A advogada Maria Berenice Dias, especialista em Direito de Família, afirma ser a favor da permissão da prática da "barriga de aluguel", já que a pessoa que cede a barriga vai ser submetida a um procedimento com risco de vida, além de uma situação repleta de restrições que a gestação implica. "Não há motivo para não ser uma prática remunerada, como é em vários países do mundo. Trata-se de um preconceito conservador."

Parentalidade

Luciana Munhoz explica que, se o procedimento for caseiro, no caso de inseminação caseira, por exemplo, ou se os três indivíduos de alguma maneira ludibriarem a clínica, haveria, então, enorme insegurança jurídica sobre o parentesco da criança, podendo a mãe biológica requerer o reconhecimento de maternidade e os pais não biológicos não terem este reconhecimento.

Há, ainda, a possibilidade do ato destas incorrer no crime disposto no art. 15 da lei de transplantes:

Art. 15 Comprar ou vender tecidos, órgão ou parte do corpo humano, cuja pena é 3 a 8 anos e multa, ou algum dos outros crimes desta lei.

Por isso, a advogada destaca a importância de seguir as determinações do conselho de medicina.

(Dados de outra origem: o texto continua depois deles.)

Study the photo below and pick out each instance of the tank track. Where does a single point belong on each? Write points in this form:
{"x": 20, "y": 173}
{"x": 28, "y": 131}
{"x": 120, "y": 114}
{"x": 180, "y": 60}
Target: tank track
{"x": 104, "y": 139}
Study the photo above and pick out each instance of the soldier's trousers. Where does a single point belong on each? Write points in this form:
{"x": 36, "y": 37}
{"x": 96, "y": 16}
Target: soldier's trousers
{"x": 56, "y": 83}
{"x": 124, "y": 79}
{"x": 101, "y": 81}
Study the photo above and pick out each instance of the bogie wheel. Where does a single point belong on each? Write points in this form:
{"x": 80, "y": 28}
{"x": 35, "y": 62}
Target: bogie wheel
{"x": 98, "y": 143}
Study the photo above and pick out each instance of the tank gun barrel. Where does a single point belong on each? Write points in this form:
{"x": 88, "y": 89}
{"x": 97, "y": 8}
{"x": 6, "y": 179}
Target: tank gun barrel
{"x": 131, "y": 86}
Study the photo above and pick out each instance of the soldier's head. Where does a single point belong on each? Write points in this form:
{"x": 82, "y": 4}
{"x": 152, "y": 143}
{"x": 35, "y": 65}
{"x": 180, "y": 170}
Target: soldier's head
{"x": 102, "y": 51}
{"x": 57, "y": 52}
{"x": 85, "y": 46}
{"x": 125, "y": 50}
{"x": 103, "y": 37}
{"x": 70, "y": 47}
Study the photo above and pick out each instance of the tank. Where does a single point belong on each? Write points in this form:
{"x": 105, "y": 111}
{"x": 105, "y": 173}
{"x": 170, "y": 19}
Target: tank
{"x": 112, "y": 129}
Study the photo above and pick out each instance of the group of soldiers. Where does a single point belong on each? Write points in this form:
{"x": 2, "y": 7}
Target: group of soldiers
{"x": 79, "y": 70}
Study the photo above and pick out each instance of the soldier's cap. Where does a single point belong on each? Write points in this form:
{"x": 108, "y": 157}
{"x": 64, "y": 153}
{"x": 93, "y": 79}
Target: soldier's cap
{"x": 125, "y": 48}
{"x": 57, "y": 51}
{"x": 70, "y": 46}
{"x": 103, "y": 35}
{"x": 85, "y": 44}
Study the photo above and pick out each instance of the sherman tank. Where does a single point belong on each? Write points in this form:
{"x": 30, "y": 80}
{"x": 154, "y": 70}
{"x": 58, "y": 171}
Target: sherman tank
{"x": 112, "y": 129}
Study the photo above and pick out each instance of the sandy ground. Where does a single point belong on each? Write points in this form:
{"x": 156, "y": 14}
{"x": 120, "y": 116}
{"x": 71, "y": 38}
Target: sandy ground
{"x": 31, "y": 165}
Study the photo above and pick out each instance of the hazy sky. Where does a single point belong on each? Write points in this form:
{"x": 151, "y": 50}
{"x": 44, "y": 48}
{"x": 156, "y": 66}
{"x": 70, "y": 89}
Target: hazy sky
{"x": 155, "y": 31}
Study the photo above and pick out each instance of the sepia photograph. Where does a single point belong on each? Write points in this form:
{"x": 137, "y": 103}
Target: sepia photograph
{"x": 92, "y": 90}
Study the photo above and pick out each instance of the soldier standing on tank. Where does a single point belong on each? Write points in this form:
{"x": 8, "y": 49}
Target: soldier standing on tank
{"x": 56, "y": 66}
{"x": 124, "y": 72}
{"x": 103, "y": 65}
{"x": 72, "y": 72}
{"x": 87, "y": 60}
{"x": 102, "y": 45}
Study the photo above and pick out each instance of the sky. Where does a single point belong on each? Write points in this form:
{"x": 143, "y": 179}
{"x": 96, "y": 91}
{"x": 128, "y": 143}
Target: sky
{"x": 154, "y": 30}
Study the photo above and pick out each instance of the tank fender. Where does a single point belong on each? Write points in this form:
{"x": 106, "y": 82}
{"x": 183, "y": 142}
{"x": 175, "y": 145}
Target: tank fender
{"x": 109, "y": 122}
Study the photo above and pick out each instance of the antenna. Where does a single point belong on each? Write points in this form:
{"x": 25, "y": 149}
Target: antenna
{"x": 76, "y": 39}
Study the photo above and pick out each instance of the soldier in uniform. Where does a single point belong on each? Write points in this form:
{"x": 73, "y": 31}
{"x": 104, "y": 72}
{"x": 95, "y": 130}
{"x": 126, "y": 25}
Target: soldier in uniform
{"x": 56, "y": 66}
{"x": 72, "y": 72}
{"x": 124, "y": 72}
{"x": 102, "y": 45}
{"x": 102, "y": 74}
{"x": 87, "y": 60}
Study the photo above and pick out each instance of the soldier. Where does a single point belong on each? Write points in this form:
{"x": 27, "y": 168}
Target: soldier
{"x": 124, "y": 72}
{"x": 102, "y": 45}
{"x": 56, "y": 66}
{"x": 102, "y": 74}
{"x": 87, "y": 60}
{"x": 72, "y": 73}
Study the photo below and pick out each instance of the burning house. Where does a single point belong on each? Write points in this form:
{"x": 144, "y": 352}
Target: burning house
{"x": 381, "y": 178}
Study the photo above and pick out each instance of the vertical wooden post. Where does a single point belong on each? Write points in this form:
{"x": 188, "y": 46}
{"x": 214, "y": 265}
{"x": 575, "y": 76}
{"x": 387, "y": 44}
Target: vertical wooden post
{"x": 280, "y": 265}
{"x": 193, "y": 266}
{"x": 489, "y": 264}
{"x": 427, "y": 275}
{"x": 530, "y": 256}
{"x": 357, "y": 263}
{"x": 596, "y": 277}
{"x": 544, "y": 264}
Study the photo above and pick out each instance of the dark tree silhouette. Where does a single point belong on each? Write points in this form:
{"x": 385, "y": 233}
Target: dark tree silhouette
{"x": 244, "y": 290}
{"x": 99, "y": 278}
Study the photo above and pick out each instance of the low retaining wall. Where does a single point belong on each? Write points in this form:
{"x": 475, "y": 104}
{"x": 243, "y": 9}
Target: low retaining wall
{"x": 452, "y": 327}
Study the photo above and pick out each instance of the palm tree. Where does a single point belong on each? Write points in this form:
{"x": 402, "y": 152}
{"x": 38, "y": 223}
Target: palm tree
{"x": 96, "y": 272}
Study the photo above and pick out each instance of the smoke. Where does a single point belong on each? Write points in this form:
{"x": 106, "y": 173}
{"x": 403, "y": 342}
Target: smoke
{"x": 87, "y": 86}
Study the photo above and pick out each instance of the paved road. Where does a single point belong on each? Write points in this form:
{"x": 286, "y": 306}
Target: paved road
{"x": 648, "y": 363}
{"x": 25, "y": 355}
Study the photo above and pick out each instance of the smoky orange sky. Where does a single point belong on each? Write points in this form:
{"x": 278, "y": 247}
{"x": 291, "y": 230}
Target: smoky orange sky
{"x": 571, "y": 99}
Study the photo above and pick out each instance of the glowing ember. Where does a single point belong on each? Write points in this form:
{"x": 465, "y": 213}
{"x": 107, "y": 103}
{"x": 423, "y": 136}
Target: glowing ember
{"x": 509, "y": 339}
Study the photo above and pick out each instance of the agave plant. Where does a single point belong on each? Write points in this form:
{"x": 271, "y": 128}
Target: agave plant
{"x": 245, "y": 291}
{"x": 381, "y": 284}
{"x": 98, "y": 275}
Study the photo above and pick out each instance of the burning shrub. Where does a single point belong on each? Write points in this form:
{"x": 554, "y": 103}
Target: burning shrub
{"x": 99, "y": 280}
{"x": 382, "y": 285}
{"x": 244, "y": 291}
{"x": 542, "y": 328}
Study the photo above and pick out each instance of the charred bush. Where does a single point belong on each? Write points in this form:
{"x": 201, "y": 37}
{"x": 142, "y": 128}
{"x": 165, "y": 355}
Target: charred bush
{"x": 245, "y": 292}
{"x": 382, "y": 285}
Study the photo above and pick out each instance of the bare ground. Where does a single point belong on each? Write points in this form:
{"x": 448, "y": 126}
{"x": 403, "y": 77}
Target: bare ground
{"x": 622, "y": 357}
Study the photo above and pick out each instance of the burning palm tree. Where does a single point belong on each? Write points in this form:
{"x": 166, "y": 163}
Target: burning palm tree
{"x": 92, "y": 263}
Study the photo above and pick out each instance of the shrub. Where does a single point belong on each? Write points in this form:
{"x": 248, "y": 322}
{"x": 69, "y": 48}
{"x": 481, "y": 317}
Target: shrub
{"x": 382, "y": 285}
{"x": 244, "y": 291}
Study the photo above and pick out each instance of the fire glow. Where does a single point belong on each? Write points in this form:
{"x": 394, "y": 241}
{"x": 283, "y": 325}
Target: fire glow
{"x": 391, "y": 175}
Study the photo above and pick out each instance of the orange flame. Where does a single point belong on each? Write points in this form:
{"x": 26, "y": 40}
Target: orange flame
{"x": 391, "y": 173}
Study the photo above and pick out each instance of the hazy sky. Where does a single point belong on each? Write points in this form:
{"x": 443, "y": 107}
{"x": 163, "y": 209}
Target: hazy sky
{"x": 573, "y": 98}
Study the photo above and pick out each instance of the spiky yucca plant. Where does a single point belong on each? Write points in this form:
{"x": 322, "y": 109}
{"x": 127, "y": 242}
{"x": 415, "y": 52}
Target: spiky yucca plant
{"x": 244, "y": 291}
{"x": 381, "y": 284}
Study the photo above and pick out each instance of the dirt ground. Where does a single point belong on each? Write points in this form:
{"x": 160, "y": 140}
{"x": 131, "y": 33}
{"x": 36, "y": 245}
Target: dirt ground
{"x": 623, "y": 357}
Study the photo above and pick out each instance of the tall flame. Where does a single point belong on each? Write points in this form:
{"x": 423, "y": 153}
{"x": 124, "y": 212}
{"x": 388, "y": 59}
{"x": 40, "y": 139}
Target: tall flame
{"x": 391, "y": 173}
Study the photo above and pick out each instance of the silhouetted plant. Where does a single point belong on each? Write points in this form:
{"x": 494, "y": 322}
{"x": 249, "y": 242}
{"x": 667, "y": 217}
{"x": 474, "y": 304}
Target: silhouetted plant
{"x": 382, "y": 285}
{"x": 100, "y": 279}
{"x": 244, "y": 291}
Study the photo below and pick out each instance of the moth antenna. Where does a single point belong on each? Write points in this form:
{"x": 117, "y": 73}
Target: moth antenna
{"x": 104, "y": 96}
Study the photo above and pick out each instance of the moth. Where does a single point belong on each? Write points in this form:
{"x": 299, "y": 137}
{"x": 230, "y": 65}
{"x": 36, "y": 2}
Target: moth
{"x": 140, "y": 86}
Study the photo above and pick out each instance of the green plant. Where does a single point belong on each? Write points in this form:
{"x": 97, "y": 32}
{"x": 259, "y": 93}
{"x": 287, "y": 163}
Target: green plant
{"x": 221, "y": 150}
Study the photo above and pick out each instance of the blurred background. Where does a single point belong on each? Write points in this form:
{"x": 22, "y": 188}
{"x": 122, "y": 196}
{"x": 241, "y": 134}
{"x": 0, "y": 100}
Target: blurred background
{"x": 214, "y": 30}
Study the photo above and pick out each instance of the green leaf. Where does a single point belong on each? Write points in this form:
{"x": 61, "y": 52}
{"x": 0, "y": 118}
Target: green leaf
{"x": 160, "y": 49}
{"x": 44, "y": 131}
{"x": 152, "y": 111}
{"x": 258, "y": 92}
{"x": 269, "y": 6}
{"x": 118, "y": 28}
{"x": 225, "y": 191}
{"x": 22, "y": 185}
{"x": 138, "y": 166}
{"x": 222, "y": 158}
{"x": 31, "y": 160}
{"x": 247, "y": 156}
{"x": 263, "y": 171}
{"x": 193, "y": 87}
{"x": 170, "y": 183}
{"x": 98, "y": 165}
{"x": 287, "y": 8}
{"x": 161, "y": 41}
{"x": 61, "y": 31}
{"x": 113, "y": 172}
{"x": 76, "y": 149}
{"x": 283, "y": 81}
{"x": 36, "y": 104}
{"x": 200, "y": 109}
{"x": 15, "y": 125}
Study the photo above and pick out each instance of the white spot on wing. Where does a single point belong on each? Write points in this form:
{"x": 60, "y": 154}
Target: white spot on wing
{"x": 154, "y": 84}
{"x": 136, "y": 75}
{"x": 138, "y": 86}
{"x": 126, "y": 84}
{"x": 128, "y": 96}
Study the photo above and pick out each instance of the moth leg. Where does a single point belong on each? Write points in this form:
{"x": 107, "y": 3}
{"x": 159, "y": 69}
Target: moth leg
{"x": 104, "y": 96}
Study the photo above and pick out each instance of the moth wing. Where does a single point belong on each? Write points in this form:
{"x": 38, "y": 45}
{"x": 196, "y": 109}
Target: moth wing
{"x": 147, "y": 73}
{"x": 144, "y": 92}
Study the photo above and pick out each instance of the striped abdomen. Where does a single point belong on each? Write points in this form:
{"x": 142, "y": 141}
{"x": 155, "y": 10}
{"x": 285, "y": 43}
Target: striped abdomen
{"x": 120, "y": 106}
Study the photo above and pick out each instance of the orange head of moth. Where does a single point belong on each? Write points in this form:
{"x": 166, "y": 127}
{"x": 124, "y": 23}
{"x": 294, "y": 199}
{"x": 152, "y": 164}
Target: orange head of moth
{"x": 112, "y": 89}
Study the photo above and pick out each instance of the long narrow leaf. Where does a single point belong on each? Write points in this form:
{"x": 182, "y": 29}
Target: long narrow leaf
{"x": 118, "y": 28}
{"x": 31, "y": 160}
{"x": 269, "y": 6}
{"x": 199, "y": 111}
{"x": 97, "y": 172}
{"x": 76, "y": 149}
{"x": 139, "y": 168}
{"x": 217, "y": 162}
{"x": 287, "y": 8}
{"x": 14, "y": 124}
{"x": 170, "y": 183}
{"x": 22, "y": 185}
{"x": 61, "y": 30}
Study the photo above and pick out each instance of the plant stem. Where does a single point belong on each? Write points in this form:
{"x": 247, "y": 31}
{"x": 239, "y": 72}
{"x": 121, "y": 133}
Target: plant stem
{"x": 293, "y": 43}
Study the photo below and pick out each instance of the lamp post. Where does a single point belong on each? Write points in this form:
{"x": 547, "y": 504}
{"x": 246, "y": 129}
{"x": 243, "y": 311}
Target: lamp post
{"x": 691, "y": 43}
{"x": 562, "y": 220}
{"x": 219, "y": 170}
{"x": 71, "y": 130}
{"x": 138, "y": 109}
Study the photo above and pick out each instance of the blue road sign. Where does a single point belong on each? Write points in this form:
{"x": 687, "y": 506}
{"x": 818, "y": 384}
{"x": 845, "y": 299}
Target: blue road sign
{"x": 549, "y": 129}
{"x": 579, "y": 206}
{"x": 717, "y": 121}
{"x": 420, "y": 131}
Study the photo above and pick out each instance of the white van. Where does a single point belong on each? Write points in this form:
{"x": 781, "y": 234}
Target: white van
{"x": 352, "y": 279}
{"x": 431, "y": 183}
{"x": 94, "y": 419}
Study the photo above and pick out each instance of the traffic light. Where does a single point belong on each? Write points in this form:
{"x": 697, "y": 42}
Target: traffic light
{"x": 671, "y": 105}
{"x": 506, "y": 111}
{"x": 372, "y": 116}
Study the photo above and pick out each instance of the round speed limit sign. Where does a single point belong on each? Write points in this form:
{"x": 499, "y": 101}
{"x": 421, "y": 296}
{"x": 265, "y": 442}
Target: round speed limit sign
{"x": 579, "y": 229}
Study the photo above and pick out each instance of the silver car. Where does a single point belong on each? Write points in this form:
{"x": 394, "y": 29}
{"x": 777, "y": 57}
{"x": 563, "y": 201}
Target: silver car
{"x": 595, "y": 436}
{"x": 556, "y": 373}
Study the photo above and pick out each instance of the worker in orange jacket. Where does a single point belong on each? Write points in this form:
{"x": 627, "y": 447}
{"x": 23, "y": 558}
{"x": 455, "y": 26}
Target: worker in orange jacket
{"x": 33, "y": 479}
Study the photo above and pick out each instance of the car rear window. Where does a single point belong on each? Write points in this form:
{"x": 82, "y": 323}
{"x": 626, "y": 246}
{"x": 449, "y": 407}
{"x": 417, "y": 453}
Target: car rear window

Em caso, por exemplo, de a mulher que gerou o filho desistir de entregar a criança, sendo parente ou estando autorizado pelo CFM, a mulher que gera o bebê não teria qualquer vínculo com a criança, ainda que tenha sido doadora, por exemplo, do gameta feminino.

"A resolução é explicita ao determinar que a filiação deve ser tratada especificamente em Termo de Compromisso por todos envolvidos (VII, 3.3)."

Maria Berenice Dias explica que, para que haja a possibilidade de amparo legal, quando uma pessoa opta pelo uso de uma barriga solidária, deve ser assinado termo de consentimento, que funcionaria como um contrato, um documento que demonstra a manifestação de vontade dos envolvidos. 

Quanto ao registro civil, esta é uma questão muito peculiar, explica Luciana, porque depende das regras cartoriais que advém de cada cartório. Alguns exigem termos de consentimento, outros seguem somente a certidão de nascimento. "É muito distinto da adoção, porque nesse último caso há a perda do pátrio poder dos pais biológicos e uma nova designação de paternidade."

Por fim, a especialista aconselha aos familiares que procederão à reprodução assistida terem acompanhamento jurídico, posto a especificidade de termos que os procedimentos exigem.